Pamiętacie te beztroskie czasy, kiedy to co prawda nie było internetu, a i dostęp do komputera był mocno ograniczony, ale za to istniały inne wspaniałe sposoby spędzania czasu? Jak na przykład… resoraki?
Kreatywność dzieciaków, które w swoje ręce dostawały małe, metalowe modele, nie miała granic. Jedną z częściej spotykanych form rywalizacji z kumplami z klasy był resorakowy odpowiednik wyścigu na ćwierć mili. Autka puszczało się z torów, zrobionych własnoręcznie albo kupionych w zestawie i wygrywał ten, którego samochodzik szybciej grawitacja sprowadziła do mety. Jednak czasem ciężko było rozstrzygnąć czyje autko było pierwsze – i dopiero po latach pojawia się rozwiązanie tego problemu, które korzysta z technologii NFC.
Zobacz: Nintendo za darmo wymieni graczom konsole Switch na nowszy model
Firma Mattel, która aktualnie odpowiada za kolejne zestawy Hot Wheels, wprowadziła na rynek zestaw Hot Wheels ID. Składa się on z toru oraz samochodzików ze specjalnym tagiem. Meta toru posiada bramkę NFC, która zczytuje tag z autek, dzięki czemu jednoznacznie wiadomo kto wygrał wyścig.

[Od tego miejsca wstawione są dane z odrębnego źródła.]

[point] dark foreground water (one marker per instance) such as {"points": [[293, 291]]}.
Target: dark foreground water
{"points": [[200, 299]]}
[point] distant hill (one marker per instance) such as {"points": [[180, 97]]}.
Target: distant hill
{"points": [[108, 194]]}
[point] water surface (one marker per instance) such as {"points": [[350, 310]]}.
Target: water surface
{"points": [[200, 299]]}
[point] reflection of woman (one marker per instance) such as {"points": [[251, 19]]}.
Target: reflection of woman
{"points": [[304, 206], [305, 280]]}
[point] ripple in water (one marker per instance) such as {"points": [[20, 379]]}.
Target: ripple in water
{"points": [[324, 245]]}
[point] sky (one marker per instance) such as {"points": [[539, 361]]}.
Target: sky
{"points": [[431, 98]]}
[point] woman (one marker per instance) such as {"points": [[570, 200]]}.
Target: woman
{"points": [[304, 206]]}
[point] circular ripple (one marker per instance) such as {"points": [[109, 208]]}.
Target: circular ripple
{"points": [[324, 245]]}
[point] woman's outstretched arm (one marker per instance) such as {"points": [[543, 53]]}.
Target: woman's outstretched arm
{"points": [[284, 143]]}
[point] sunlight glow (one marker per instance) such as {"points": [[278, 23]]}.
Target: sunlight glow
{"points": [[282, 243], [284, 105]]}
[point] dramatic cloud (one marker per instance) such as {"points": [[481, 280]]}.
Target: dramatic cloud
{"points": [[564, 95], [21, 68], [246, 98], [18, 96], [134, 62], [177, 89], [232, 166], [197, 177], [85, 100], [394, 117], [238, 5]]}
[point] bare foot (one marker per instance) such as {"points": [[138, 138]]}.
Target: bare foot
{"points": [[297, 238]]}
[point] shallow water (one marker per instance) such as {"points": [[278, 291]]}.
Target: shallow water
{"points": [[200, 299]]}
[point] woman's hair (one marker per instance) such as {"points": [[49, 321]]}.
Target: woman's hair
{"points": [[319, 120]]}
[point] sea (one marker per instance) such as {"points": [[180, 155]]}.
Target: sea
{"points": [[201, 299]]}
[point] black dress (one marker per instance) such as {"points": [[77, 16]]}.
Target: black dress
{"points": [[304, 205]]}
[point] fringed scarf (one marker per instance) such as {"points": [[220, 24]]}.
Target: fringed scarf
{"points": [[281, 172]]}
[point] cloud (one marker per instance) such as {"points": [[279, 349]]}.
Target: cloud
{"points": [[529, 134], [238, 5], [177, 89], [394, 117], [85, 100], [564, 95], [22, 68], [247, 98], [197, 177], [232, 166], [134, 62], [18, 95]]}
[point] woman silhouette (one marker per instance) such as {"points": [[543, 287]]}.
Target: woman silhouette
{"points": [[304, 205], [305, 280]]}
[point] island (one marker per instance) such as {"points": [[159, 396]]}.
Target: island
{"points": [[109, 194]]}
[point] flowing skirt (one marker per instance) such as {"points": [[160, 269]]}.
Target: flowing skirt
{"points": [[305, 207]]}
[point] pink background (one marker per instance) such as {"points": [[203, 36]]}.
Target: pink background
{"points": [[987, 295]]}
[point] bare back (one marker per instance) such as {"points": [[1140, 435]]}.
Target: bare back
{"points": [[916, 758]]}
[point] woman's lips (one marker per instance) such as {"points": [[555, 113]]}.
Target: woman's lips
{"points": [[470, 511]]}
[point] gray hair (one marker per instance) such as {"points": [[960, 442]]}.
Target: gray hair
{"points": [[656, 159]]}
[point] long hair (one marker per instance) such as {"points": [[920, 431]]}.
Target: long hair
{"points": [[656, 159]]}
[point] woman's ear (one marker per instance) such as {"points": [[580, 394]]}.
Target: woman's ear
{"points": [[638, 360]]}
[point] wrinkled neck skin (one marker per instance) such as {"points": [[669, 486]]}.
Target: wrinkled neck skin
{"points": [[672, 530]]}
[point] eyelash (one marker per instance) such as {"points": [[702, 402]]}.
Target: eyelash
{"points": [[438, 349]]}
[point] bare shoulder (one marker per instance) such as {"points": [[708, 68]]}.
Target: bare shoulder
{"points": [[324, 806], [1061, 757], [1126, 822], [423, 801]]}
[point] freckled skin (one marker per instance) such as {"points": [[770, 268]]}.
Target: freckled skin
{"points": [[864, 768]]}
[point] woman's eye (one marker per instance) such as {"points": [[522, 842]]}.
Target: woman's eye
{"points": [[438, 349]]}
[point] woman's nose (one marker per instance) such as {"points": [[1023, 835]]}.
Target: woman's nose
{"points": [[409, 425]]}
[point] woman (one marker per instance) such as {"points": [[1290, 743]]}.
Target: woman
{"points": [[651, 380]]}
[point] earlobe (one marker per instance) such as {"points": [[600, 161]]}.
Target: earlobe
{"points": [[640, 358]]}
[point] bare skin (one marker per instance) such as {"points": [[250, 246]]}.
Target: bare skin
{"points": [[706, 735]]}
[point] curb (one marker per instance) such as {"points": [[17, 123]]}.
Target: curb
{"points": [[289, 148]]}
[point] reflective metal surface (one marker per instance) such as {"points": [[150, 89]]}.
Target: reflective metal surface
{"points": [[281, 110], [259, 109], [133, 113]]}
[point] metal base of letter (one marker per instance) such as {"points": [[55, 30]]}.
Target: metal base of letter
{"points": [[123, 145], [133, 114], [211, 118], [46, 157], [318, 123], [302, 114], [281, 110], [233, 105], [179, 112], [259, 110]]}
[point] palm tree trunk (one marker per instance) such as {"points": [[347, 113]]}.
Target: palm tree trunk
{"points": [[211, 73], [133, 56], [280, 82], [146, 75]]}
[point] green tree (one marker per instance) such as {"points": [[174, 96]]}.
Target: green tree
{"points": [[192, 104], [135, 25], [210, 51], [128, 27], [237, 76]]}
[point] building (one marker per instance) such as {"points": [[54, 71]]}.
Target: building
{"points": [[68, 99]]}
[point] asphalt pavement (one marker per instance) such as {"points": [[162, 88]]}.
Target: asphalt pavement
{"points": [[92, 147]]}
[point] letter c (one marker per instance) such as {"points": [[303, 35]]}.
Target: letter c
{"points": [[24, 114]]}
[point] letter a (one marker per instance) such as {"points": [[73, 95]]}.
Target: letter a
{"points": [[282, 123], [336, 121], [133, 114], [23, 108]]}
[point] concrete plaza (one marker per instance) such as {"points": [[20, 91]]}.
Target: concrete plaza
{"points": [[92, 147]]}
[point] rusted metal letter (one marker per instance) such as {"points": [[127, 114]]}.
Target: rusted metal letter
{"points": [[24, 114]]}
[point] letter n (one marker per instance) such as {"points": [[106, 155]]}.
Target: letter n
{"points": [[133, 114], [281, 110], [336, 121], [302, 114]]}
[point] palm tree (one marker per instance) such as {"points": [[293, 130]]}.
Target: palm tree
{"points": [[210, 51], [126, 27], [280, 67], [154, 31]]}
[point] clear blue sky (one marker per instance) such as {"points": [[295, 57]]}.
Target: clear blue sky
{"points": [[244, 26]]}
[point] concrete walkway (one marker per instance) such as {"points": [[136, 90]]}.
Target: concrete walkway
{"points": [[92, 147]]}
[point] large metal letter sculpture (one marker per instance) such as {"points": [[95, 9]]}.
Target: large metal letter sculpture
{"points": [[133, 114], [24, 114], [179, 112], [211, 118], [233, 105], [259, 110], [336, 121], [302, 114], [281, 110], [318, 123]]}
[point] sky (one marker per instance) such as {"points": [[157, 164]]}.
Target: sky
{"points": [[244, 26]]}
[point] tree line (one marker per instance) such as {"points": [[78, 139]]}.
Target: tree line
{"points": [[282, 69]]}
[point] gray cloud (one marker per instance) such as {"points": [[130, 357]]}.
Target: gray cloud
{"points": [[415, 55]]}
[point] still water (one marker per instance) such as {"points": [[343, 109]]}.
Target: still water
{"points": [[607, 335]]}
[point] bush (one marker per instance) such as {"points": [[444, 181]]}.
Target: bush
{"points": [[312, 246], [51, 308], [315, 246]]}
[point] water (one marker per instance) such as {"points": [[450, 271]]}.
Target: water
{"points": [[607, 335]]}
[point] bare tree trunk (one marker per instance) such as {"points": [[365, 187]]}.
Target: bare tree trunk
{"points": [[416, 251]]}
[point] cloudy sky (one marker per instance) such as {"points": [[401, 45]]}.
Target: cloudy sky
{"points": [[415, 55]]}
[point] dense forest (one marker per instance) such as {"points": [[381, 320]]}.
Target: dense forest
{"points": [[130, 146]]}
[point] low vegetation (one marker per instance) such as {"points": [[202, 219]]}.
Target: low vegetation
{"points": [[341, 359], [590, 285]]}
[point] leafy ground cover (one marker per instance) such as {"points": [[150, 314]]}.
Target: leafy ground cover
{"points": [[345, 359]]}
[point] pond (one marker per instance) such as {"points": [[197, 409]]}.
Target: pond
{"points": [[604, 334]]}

Do tego oferuje ona kilka innych możliwości, jak odczyt prędkości, liczbę okrążeń i czas ich pokonywania. Cena zestawu wynosi 180 dolarów dla dłuższego toru, oraz 120 dolarów dla krótszego. Poza tym można kupić samą bramkę NFC i zamontować ją w już posiadanym torze – taka opcja kosztuje 35 dolarów. Jest też możliwość wykorzystania małego modelu Cybertrucka Tesli, o którym pisaliśmy w jednym z poprzednich newsów.